X-ray source	MANACÁ, Sirius
Detector	PILATUS 2M
a, b, c (Å)	98.19, 98.19, 120.52
α, β, γ (°)	90.00, 90.00, 120.00
Space group	P6₂22
Resolution (Å)	49.17–2.36 (2.45–2.36)
Wavelength (Å)	0.9771
Multiplicity	37.1 (41.0)
R_p.i.m. (all I⁺ and I⁻) (%)	1.6 (13.9)
CC_1/2	0.997 (0.986)
Completeness (%)	99.9 (100.0)
Reflections	547256 (61749)
Unique reflections	14731 (1507)
〈I/σ(I)〉	29.5 (6.4)
Reflections used in refinement	14685
R (%)	23.69
R_free (%)	25.87
No. of protein atoms	1808
No. of water atoms	43
No. of ligand atoms	13
B factor (Å²)	50.84
Coordinate error (ML-based) (Å)	0.34
Phase error (°)	27.91
Ramachandran favored (%)	96.46
Ramachandran allowed (%)	3.10
All-atom clashscore	5.30
R.m.s.d., bond lengths (Å)	0.004
R.m.s.d., bond angles (°)	0.668
PDB code	9mle

2.4. Electrostatic potential calculation

The electrostatic potential of the L. muta Asp49-PLA₂ and the CBd isoform from Crotalus durissus terrificus (PDB entry 6tmy; Nemecz et al., 2020 ) was calculated using the PBEQ Solver module of CHARMM-GUI (Jo, Vargyas et al., 2008 ; Jo, Kim et al., 2008 ).
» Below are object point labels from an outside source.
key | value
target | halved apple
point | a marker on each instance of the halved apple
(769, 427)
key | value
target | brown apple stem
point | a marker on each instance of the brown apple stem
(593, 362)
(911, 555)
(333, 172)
For the L. muta PLA₂, the structure was used with bound Ca²⁺ ions, whereas for the CBd isoform the sodium ions present in the structure were retained. The input structures were prepared with default parameters, including grid focusing (1.5 Å before and 1.0 Å after focusing) and a protein dielectric constant of 1.0. The system pH was adjusted to match the crystallization conditions of each protein: pH 6.0 for L. muta and pH 8.0 for C. durissus terrificus. Electrostatic potential and solvation energy were computed, and potential maps were generated with default dielectric constants (ɛ_p = 1.0 for the protein interior, ɛ_s = 80.0 for the solvent). The resulting electrostatic potential maps were exported in OpenDX format and were visualized in PyMOL v.3.1 using the recommended CHARMM-GUI visualization commands.

3. Results and discussion

3.1. Phospholipase A₂ purification

The PLA₂ described in this study was obtained during a broader fractionation of L. muta venom. In this initial step, multiple protein peaks were separated by ion-exchange chromatography, and each fraction was analyzed to identify pure components suitable for crystallization trials. Here, we focus only on the results obtained from one of these peaks.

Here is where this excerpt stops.